A mention on Oprah Winfrey's talk show brings a huge surge in visitors to a company's website, much more than being dugg or slashdotted. Many turn to cloud computing or SaaS vendors to be ready for the spike.
Written by Phil Wainewright, Contributor

One of the measures of success for a tech website or blog is getting TechCrunched, Dugg or 'slashdotted' — the sudden surge of visitors that comes as a result of being highlighted by one of these big-traffic sites, often crashing the target site (it happened to one of my sites once). But such visitor surges look like mere ripples when compared to the tsunami effect that assails consumer websites when they get Oprah'd.

I'd never heard the term until this week, when I had the phenomenon described to me on two separate occasions, first in conversation with Bert Armijo of data center virtualization vendor 3Tera and then during a meeting the following day while attending SaaScon. The effect of getting a mention on Oprah Winfrey's 8-million viewer talk show is overwhelming for most websites. Ken Harris, senior VP of natural nutrition company Shaklee told me his company's website has survived five separate appearances on Oprah, despite peaking up to "ten months' worth of average daily volume in one day."

It turns out that the ability to handle the peak traffic loads that hit when a consumer brand gets Oprah'd is a big selling point for cloud computing and on-demand application providers, because they have the infrastructure in place to cope with the peaks. Rod Boothby, VP of platform evangelism for cloud computing vendor Joyent told me later in the week that one of its customers had come on board just to be ready for the expected traffic surge after an upcoming feature on CNN and in the New York Times.

Handling those surges is especially important for consumer sites.

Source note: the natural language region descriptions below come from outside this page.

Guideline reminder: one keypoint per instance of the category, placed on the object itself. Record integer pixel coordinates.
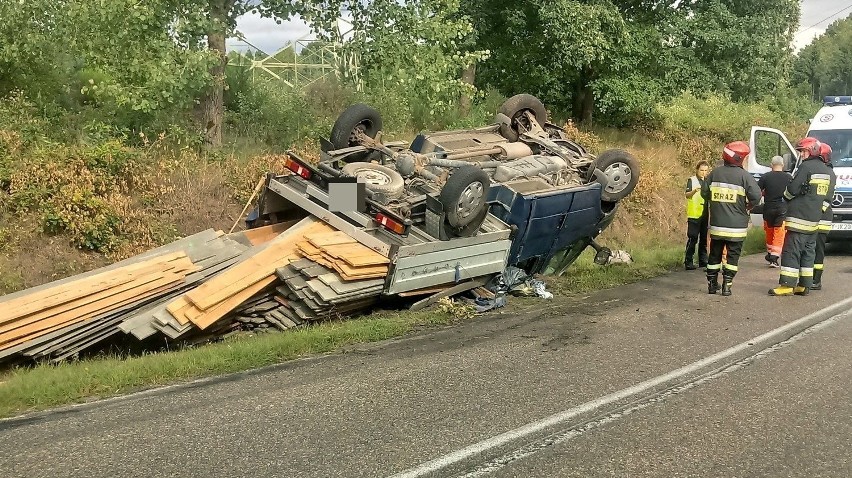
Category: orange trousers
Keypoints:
(774, 238)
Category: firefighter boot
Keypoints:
(781, 290)
(712, 283)
(817, 280)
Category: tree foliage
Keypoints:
(619, 58)
(824, 67)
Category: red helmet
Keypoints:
(825, 152)
(735, 153)
(811, 145)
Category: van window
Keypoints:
(840, 141)
(768, 144)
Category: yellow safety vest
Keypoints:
(695, 204)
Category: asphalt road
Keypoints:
(616, 384)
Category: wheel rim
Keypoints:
(470, 199)
(360, 127)
(373, 177)
(619, 176)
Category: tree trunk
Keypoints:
(588, 106)
(468, 77)
(214, 102)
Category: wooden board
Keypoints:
(249, 272)
(328, 239)
(54, 296)
(213, 314)
(95, 301)
(35, 330)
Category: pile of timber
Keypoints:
(336, 275)
(200, 287)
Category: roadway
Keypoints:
(651, 379)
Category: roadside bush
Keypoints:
(74, 191)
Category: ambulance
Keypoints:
(833, 125)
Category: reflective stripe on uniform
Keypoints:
(796, 224)
(736, 187)
(735, 232)
(695, 204)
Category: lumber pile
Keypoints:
(336, 275)
(62, 318)
(201, 287)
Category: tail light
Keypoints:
(390, 224)
(297, 168)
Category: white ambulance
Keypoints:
(833, 125)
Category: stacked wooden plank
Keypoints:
(214, 300)
(209, 252)
(198, 288)
(40, 313)
(263, 313)
(350, 259)
(336, 275)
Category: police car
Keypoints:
(833, 125)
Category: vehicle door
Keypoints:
(765, 144)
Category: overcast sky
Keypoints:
(269, 36)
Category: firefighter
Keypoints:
(773, 184)
(729, 192)
(696, 218)
(805, 195)
(825, 222)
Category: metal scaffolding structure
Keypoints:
(301, 62)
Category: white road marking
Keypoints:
(563, 417)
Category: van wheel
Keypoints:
(358, 117)
(514, 108)
(464, 195)
(622, 172)
(377, 178)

In the tech world, it's embarrassing when your site falls over but it's not a huge loss — various studies, anecdotal or otherwise, show that visitors sent from such links are mostly transient, never returning again and rarely clicking on your ads or affiliate links (which, remember, is your payback for getting lots of traffic).

But for consumer sites, those visitors are all potential customers — they wouldn't be taking all the trouble to go visit the site if they didn't have at least some interest in buying. So surviving an Oprah surge has huge commercial value, and in a few short hours can amply repay the effort of migrating to a cloud computing or SaaS provider.